A lightning strike on a tree in Florida has produced a phosphorus-based material never seen before on Earth: it could be a new type of mineral, halfway between terrestrial and space minerals found in meteorites. The discovery is published in the journal Communications Earth & Environment by Matthew Pasek and Tian Feng of the University of Southern Florida together with Luca Bindi, full professor of Mineralogy and Crystallography at the University of Florence, researcher associated with the Institute of Geosciences and Georesources of the Cnr and member of the Accademia Nazionale dei Lincei.

Bindi and Pasek had already collaborated together by publishing last December in PNAS the discovery of another extraordinary hitherto unknown material, a quasicrystal produced by a lightning strike on a power line in Nebraska.

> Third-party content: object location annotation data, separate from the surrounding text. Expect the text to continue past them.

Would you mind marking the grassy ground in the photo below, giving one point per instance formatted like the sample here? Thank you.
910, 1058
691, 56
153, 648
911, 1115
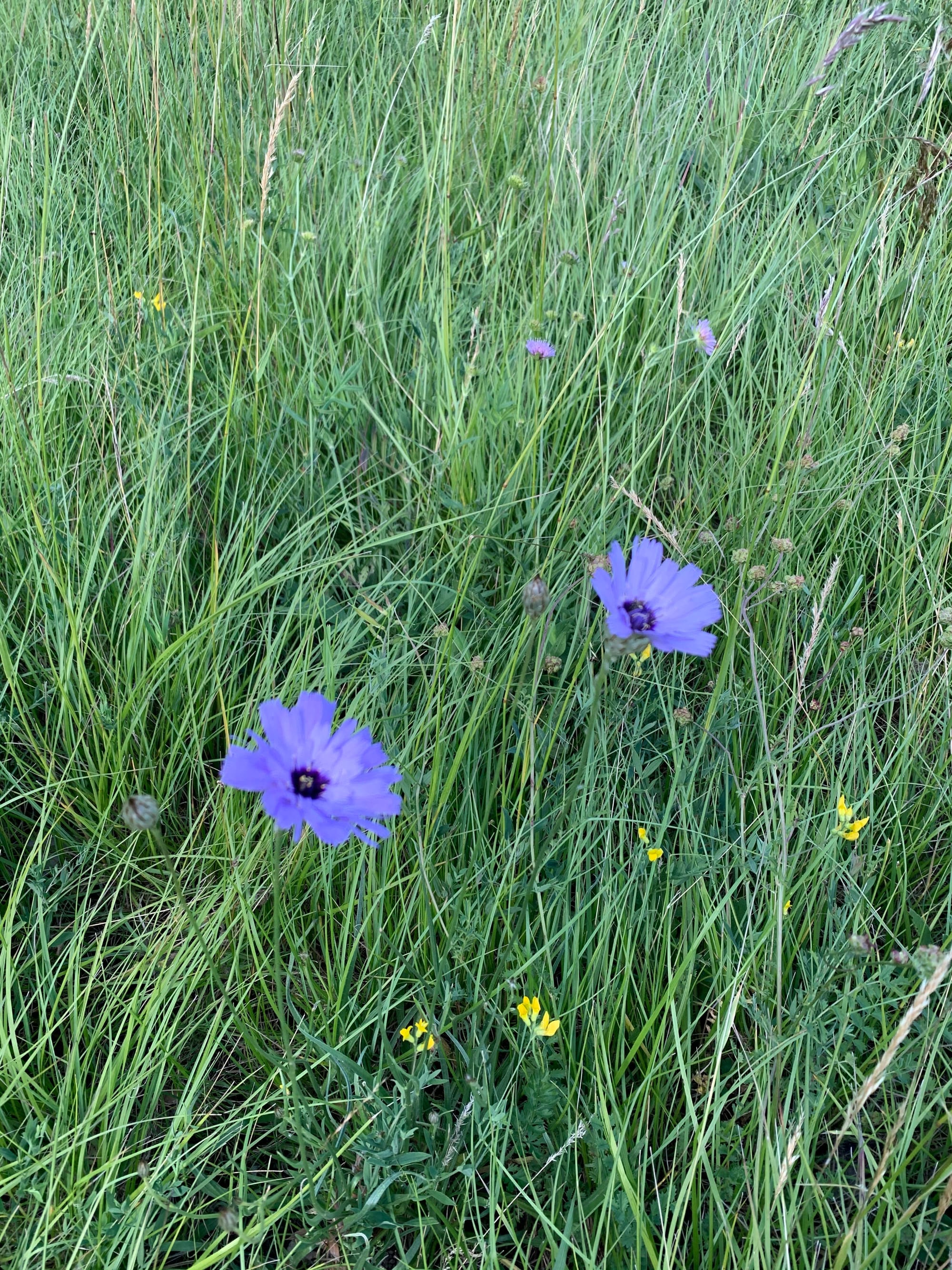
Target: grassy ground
323, 460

The new material discovered in Florida was instead generated by a bolt of lightning that fell on a tree in the city of New Port Richey during a summer storm in 2012. The electric discharge released in the sandy soil generated a fulgurite (a glassy mass also called ‘fossilized lightning ‘) that the owners of the land put up for sale, attracting the attention of Pasek who bought the find to analyze it together with Bindi.

“We’ve never seen this naturally occurring material on Earth,” explains Pasek. “Similar minerals can be found in meteorites and in space, but we’ve never seen this exact material anywhere.”

According to the reconstruction of the researchers, the lightning would have burned the carbon in the tree as well as the iron that had accumulated around its roots, generating this material similar to calcium phosphite. Attempts to recreate it in the laboratory have failed, suggesting that very special conditions and timing are needed to create it.